In response to a question about treating Restless Legs Syndrome, Lin Zongguang (a clinician at the Shidong Hospital in Shanghai) reported on his experience treating more than 20 such cases (8). He said that he found the disorder related to "the deficiency and injury of the heart, liver, and kidney." For cases dominated by deficiency of liver and kidney, he suggested a modified version of Rehmannia Six Formula (Liuwei Dihuang Wan), adding ligustrum and tang-kuei. In cases of heat syndrome, he would use the standard modification of Rehmannia Six Formula that adds phellodendron and anemarrhena. For cases in which heart and liver deficiency dominated, he suggested a modified Ginseng and Longan Formula (Guipi Tang), adding rehmannia.


  1. Zucconi M, Ferini-Strambi L, Epidemiology and clinical findings of Restless Legs Syndrome, Sleep Medicine 2004; 5(3): 293-299.
  2. Ondo W, et al., Long-term treatment of Restless Legs Syndrome with dopamine agonists, Archives of Neurology 2004; 61(9): 1393-1397.
  3. Lee KA, Zaffke ME, and Baratte-Beebe K, Restless legs syndrome and sleep disturbance during pregnancy: the role of folate and iron, Journal of Woman's Health and Gender Based Medicine 2001; 10(4): 335-341.

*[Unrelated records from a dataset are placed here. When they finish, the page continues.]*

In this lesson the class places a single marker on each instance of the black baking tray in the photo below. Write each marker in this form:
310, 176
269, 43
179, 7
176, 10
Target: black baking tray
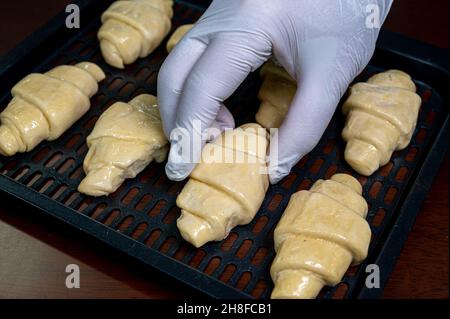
140, 218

  4. O'Keeffe ST, Gavin K, and Lavan JN, Iron status and Restless Legs Syndrome in the elderly, Age and Aging 1994; 23(3): 200-203.
  5. Botez MI, et al., Neurologic disorders responsive to folic acid therapy, Canadian Medical Association Journal 1976; 115(3): 217-223.
  6. Shan Yipu, Treatment of 21 cases of Restless Legs Syndrome with modified Shaoyao Gancao Tang, Shandong Journal of Traditional Chinese Medicine 1986; (2): 17-18.
  7. Fruehauf H and Dharmananda S, Treatment of Difficult and Recalcitrant Diseases with Chinese Herbs, 1997 ITM, Portland, OR.
  8. Lin Zongguang, How to treat Restless Legs Syndrome with Traditional Chinese medicine, Journal of Traditional Chinese Medicine 23(4): 305-307.


A standard "Restless Legs Formula" is provided in granule form (dried decoctions) made of equal parts peony, licorice, tang-kuei, rehmannia, cornus, dioscorea, achyranthes, millettia, pueraria, and chaenomeles. Based on the Chinese clinical reports, treatment duration with Chinese herbs is expected to be only 3-4 weeks; however, continued ingestion or iron and folic acid may be necessary for some individuals. Persons who have a severe folate deficiency syndrome due to malabsorption may require injections of folic acid to get the desired therapeutic effect in a short time. However, high oral intake of folate rich foods or supplemental folic acid (or once per month injections of folic acid) thereafter should maintain the effects. The body can store folic acid for several weeks.